Un être sans connaissance est enfermé en ce qu’il est en lui-même par sa nature, sans aucune communication avec les autres êtres, qui sont pour lui comme s’ils n’existaient pas, tandis que l’être doué de connaissance possède cette prodigieuse perfection d’être enrichi à la mesure de ce qu’il connaît… La connaissance est donc la présence, non pas certes matérielle, mais intentionnelle, de l’objet connu dans le sujet connaissant, de sorte que le sujet connaissant devient intentionnellement l’objet connu en dilatant son être propre à la mesure de l’objet connu. Seul Dieu connaît Dieu. Dieu est, en Sa nature divine, Intelligence parfaite de Lui-même et Amour parfait de Lui-même, tant il est vrai que, Se connaissant Lui-même, Il ne peut pas ne pas S’aimer Lui-même. Cette connaissance, inaccessible à toute intelligence créée, est ce qui Le constitue dans Sa réalité de Dieu, Sa vie propre. Eh bien, c’est cela même que Jésus nous communique : la vie même de Dieu, l’intelligence parfaite que Dieu a de Lui-même, en sorte que nous devenons ce que nous connaissons ! La grâce nous donne comme objet de connaissance et d’amour ce qui est l’objet propre de l’Intelligence et de la Volonté divines, elle rend ainsi présent Dieu au dedans de nous comme objet connu et aimé, et par là elle nous fait posséder la Joie absolue, infinie et parfaite ! Le Fils est l’Image du Père, la Pensée, le Verbe, la Parole par laquelle le Père Se connaît en tant que Père. Il est donc en tout semblable au Père, à la seule différence qu’Il n’est pas le Père, mais le Fils. Et comment le Père et le Fils ne S’aimeraient-Ils pas l’Un l’Autre puisqu’Ils sont aussi parfaits l’Un que l’Autre ? Leur Amour, en tout semblable à Eux, à l’exception de la différence de leurs Personnes, est Dieu Lui-même, Dieu seul pouvant aimer Dieu comme Dieu le mérite. Par le don de la Grâce, nous entrons donc dans cette vie de connaissance et d’amour qu’est la vie même de Dieu.
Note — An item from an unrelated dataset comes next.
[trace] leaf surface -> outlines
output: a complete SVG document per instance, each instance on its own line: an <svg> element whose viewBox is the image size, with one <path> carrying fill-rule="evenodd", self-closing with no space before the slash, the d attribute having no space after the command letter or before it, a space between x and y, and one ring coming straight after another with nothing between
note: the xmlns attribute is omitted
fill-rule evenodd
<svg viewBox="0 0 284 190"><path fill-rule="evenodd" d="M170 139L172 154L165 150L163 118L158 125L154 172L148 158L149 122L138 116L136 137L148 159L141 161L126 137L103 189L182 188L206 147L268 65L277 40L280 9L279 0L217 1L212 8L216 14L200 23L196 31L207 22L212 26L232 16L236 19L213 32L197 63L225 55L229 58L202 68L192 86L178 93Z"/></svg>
Nous devenons « participants de la nature divine [13] ».

« Mes brebis Me connaissent, comme le Père Me connaît, et que Je connais le Père, et Je donne ma vie pour mes brebis [14]. »

C’est par le don de Sa Vie, par amour pour le Père, que Jésus nous a révélé que Dieu est Trinité, Père, Fils et Saint-Esprit (ou Amour qui Les unit), et par cette connaissance, Il nous a introduits dans la Vie même de Dieu qui est Joie et Vie éternelle.

Même si « ce que nous serons ne paraît pas encore clairement, nous le savons, dès maintenant, nous sommes enfants de Dieu [15] ! »

« Rendez grâce au Seigneur : Il est bon !
« Éternel est Son Amour [16] ! »

Amen ! Alléluia !

1. Jn 10 11.

2. Ez 34 2…16.

3. Guitton (Jean), Paul VI secret, Paris, Desclée De Brouwer, 1979, p. 168.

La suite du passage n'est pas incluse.